ABSOLUTELY LOVE THIS ANIMAL STORY My mother's friend adopted this lovely dog after he was abandoned by his previous family. His name is Shaun. Shaun had always been very good at eating all his food. Every last bit that was, he ate it. One day he started leaving a little bit behind. He wouldn’t eat everything, no matter what. He always left a little behind. Every morning when my mother’s friend checked Shaun’s bowl, the food was gone. 

That was very strange, because Shaun always spent the night by her side. One night she decided to investigate the food situation. She waited quietly by the food bowl and then, in the middle of the night, a cat came through the window and ate the remaining food. She noticed the cat was actually pregnant. She realised that Shaun had been saving his food for the mummy cat. 
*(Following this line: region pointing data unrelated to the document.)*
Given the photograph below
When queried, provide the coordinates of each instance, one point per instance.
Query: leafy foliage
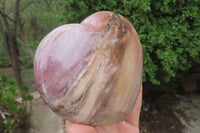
(168, 30)
(12, 112)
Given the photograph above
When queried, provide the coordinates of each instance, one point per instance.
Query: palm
(128, 126)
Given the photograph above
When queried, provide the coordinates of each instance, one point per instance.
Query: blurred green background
(169, 31)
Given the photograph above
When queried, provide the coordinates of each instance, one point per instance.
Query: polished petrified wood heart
(91, 72)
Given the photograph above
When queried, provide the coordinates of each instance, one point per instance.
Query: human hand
(130, 125)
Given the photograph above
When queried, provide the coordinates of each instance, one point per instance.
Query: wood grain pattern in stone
(90, 73)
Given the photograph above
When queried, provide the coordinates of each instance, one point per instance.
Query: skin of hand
(130, 125)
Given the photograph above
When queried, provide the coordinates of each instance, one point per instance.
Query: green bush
(4, 62)
(169, 31)
(12, 112)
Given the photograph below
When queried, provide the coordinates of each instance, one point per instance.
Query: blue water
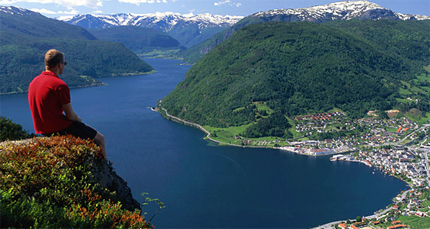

A week or so later the cat came into her house and gave birth to 6 little kittens. Shaun took care of them as if they were his own babies. My mother’s friend adopted the cat too (her name is Meow) and they took care of the kittens until they all found a loving home. Nowadays Meow and Shaun live happily together as a family and they each have their own bowls of food.


----------



## katrina89 (Jul 30, 2013)

Wow that's pretty unbelievable! What cuties they have there

Sent from Petguide.com Free App


----------



## Jetlaya67 (Sep 26, 2012)

AWW, this made me cry! How precious!


----------



## Marcia (Dec 26, 2010)

Wonderful story! I'm with you. Sometimes some people just are miserable additions to the human race.


----------



## 10cats2dogs (Jun 16, 2013)

I so love heartwarming stories! 
What a special dog and cat!
This is one of those "happily ever after" stories!!


----------



## Straysmommy (Dec 23, 2010)

I wanted to comment but can't see well with all these tears in my eyes now.


----------